2. Deploying the Application

Setting up the folder structure

Before serving the application in Agenta using the CLI, set up the folder structure.

Create a requirement.txt file containing all the requirements. In this case, we need to add the Agenta and OpenAI SDKs.

agenta
openai

Add a .env file with any required environment variables. In this case, add the OpenAI API key.

info

We don't need to set the AGENTA_API_KEY environment variable since it's provided by Agenta automatically when serving the application.

info

We don't need to explicitly load the environment variables from the .env file. The Agenta SDK automatically loads the contents of the .env file.

OPENAI_API_KEY=sk-...

Both these files need to be in the same folder as the application code.

Serving the application

To serve the application, initialize the project in Agenta. Run the following command in the folder containing the application code and necessary files.

agenta init

This command prompts for the application name, Agenta host (Agenta Cloud), and whether to start from a blank project (select "yes" since we wrote the code) or populate the folder with a template application (select "no" in this case).

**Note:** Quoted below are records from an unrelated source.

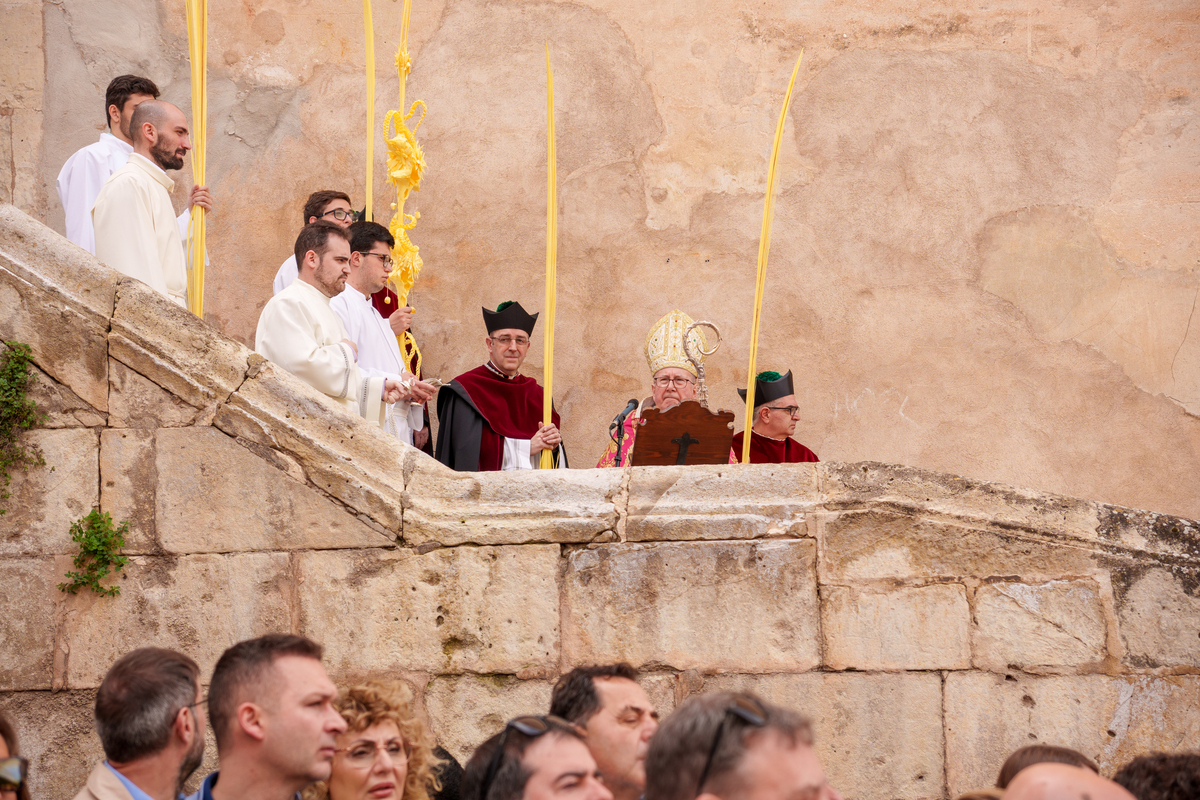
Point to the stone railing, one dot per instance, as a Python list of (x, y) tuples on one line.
[(929, 624)]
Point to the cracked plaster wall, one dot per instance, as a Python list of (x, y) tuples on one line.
[(984, 256)]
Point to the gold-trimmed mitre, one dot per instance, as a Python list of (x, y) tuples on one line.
[(664, 346)]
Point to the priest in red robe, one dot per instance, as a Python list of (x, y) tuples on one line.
[(491, 417), (774, 422)]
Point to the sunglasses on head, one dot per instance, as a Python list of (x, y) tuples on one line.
[(744, 708), (12, 774), (532, 727)]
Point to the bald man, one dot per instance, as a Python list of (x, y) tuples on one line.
[(135, 221)]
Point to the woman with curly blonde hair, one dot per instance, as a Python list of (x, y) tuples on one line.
[(387, 752)]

After running this command, a new config.toml file containing the application's configuration is created in the folder. Additionally, a new empty application is created in the Agenta web UI.

Serve the application by running:

agenta variant serve myapp.py

This command serves the application in Agenta. The application is now added to the Agenta web interface and can be used from there.

info

Under the hood, this command builds an image for the application, deploys a container with the image, and exposes a REST API that Agenta uses to communicate.

note

When serving an application, all the files within the folder will be compressed and sent to the backend. You can create an .agentaignore file to ignore files and folders from being sent to the backend.

Using the application in Agenta

The application should now be visible in Agenta. A new application variant is always created under the name <filename>.default. Variants are always named in the format <filename>.<variant_name>, allowing you to determine which source code was used to create the application (<filename>). When first created, we always generate a 'default' configuration.

Adding observability (optional)

If you've started using the application, you may have noticed that it's not automatically traced. We might want to add observability so that we can debug the application.

Adding observability in custom workflows follows the same process as for applications running outside of Agenta. For more details, please refer to the observability documentation.

As we'll be instrumenting the OpenAI client, we need to add the opentelemetry.instrumentation.openai package to the requirements.txt file.

Here's how the updated code would look:

from openai import OpenAI
import agenta as ag
from pydantic import BaseModel, Field
from opentelemetry.instrumentation.openai import OpenAIInstrumentor

ag.init()

client = OpenAI()
prompt1 = "Summarize the following blog post: {blog_post}"
prompt2 = "Write a tweet based on this: {output_1}"

OpenAIInstrumentor().instrument()

class CoPConfig(BaseModel):
prompt1: str = Field(default=prompt1)
prompt2: str = Field(default=prompt2)

@ag.route("/", config_schema=CoPConfig)
@ag.instrument()
def generate(blog_post: str):
config = ag.ConfigManager.get_from_route(schema=CoPConfig)
formatted_prompt1 = config.prompt1.format(blog_post=blog_post)
completion = client.chat.completions.create(model="gpt-3.5-turbo", messages=[{"role": "user", "content": formatted_prompt1}])
output_1 = completion.choices[0].message.content
formatted_prompt2 = config.prompt2.format(output_1=output_1)
completion = client.chat.completions.create(model="gpt-3.5-turbo", messages=[{"role": "user", "content": formatted_prompt2}])
return completion.choices[0].message.content
warning

The @ag.instrument() decorator must be placed after the @ag.route decorator (called first).

With these changes, we can now view the traces directly in the playground and debug the application.